脚本家本人の口からはっきり宣言しているので、これからの展開に興味が持てると言うもの。

平安京の内側

歴然とした身分社会

平安京は言わずと知れた貴族社会。

歴然とした身分の格差があった。

上級中級下級と別れていて、これは一言で表現するなら、相撲の番付表のようなもの。

意味はまるで違うが番付上のものの方が絶対に権力が強い。

そして相撲のように取っ組み合いで身分を決めるわけではない。

そこで行われたのは駆け引き。

足の引っ張り合い ごますり合い ありとあらゆる策を弄して自らの勢力拡大に励んでいたようだ。

物語の中でもその様子が詳しく描かれていた。

ユニークだと思うのは、どの家系も自分の家柄から女性を天皇の妃にしようと画策すること。
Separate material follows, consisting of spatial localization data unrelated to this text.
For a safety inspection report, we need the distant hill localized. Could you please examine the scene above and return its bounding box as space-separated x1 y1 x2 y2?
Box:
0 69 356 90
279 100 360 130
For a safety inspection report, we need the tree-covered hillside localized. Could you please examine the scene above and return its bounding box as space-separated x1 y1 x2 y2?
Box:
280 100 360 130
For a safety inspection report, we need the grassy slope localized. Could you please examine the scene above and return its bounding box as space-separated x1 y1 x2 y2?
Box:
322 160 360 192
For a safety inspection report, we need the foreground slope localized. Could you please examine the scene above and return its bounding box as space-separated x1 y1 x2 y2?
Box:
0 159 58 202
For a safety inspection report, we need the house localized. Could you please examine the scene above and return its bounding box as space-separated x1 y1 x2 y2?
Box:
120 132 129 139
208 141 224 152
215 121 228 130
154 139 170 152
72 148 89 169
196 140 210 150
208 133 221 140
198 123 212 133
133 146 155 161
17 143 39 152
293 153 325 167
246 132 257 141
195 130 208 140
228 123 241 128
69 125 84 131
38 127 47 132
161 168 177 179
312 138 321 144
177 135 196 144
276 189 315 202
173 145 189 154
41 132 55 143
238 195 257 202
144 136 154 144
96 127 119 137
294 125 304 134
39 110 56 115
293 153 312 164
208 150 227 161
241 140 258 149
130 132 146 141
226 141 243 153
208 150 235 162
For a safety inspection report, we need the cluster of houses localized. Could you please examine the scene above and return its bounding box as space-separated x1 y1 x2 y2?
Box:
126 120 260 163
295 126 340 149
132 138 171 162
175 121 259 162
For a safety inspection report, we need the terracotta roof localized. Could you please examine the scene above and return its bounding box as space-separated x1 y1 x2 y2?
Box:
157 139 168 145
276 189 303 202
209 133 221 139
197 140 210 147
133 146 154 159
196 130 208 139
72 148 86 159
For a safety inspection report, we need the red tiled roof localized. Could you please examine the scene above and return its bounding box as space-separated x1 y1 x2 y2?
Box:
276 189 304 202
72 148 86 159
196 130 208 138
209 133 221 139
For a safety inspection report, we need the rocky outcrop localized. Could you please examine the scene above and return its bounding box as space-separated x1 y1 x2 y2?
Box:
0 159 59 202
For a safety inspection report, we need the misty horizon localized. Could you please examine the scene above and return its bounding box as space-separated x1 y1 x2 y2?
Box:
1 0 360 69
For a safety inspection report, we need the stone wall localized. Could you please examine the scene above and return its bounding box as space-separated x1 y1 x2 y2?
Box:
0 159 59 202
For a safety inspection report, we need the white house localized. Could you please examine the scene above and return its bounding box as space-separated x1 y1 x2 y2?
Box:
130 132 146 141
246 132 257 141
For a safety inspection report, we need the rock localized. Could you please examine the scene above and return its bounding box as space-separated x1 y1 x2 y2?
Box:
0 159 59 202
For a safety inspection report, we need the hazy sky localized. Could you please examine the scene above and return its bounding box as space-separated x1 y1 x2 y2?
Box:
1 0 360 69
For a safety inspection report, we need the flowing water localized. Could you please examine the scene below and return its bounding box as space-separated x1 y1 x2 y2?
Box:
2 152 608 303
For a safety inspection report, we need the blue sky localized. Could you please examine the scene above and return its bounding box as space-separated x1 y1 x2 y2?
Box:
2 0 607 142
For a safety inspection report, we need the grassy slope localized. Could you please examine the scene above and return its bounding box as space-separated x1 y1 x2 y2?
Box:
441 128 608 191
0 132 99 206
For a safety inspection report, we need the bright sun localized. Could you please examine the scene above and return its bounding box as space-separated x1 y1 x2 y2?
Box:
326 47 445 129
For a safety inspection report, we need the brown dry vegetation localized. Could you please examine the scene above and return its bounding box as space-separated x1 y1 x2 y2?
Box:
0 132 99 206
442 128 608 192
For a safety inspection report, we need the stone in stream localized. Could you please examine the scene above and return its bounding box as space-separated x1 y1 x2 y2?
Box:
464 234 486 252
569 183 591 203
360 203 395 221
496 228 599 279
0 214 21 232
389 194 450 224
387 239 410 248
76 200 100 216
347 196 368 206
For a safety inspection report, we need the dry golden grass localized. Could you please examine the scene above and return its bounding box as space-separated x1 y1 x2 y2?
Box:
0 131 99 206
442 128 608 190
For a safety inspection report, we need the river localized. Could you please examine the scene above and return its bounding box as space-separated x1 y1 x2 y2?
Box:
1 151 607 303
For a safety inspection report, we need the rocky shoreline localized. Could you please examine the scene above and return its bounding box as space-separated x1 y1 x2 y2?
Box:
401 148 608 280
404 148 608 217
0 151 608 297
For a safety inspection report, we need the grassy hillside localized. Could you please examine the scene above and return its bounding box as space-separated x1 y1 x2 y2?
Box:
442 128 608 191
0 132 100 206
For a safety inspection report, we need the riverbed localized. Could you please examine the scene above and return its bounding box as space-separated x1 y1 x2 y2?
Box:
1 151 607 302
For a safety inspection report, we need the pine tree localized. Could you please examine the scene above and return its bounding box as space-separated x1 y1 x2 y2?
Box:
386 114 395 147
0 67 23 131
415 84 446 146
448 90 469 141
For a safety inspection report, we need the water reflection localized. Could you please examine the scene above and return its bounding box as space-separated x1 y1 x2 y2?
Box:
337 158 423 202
先にも述べたように天皇を排除して、自分がとって変わろうとすることではない。

天皇に妃を進呈して、もし子供が生まれれば、自分は天皇の子供の祖父になるわけで。

かなり入り組んだ関係だが、子供が生まれて子供がもし天皇に即位するなら、自分が天皇の縁戚に当たることになる。

回りくどい勢力拡大の方法だが、いかにも日本らしいとも言える。

このやり方は徳川幕府を始めとする戦国時代まで広く用いられた。

練り上げられた物語 歴史との絡み

目の前で母親を殺される主人公 まひろ

最初の放送で描かれたのは「主人公まひろ」の「母親ちやは」が目の前で殺害されるシーン。

そして、複雑な設定になっているが、この物語で主人公のまひろは後の朝廷の最高権力者藤原道長の子供時代と知り合いになるのだ。

後の藤原道長と紫式部のはじめての出会い

この辺の描き方は脚本家オリジナルだろう。

母親を殺害した犯人はこの道長のすぐ上の兄に相当する。

この後藤原道長は家系の中でも兄弟と対立することになるが、今回描かれたエピソードがどのような布石として貼られているのか。

これだけ強烈な設定に描かれると物語の条件が驚くほどわかりやすいのも事実。

来週からはいよいよ本来の配役たちが演じることになる。

本格的な物語はここから始まる

物語で用いられているセリフ回しは、現代語の話し言葉がそのまま踏襲される。

確かに当時の日本語など今では知る由もないので、この状態で把握するしかないだろう。

これからの展開に大いに期待が持てる。